The Energy Production Breakdown
Mitochondria generate most of a cell’s energy using a chain of five protein complexes, numbered I through V, embedded in the inner mitochondrial membrane. These complexes pass electrons along in sequence, and the energy released at each step is used to produce ATP. In Leigh syndrome, genetic mutations damage one or more of these complexes, and the whole assembly line stalls.

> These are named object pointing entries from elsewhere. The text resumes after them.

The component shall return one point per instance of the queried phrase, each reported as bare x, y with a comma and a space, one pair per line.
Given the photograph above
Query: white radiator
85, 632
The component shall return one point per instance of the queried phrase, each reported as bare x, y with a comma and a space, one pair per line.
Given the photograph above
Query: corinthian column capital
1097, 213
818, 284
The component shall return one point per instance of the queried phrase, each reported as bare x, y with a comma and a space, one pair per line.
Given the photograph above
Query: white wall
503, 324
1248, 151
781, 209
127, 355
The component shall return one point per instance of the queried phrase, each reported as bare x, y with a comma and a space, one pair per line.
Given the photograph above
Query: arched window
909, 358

Complex I deficiency is the most common defect. Complex I is the largest of the five complexes and the entry point for the electron chain. When it fails, everything downstream suffers. But Leigh syndrome isn’t limited to one weak link. Complexes II, III, and IV can all be affected depending on the specific mutation a person carries. One of the single most frequent causes involves a protein called SURF1, which helps assemble Complex IV. Without functional SURF1, Complex IV can’t form properly, and electron flow grinds to a halt.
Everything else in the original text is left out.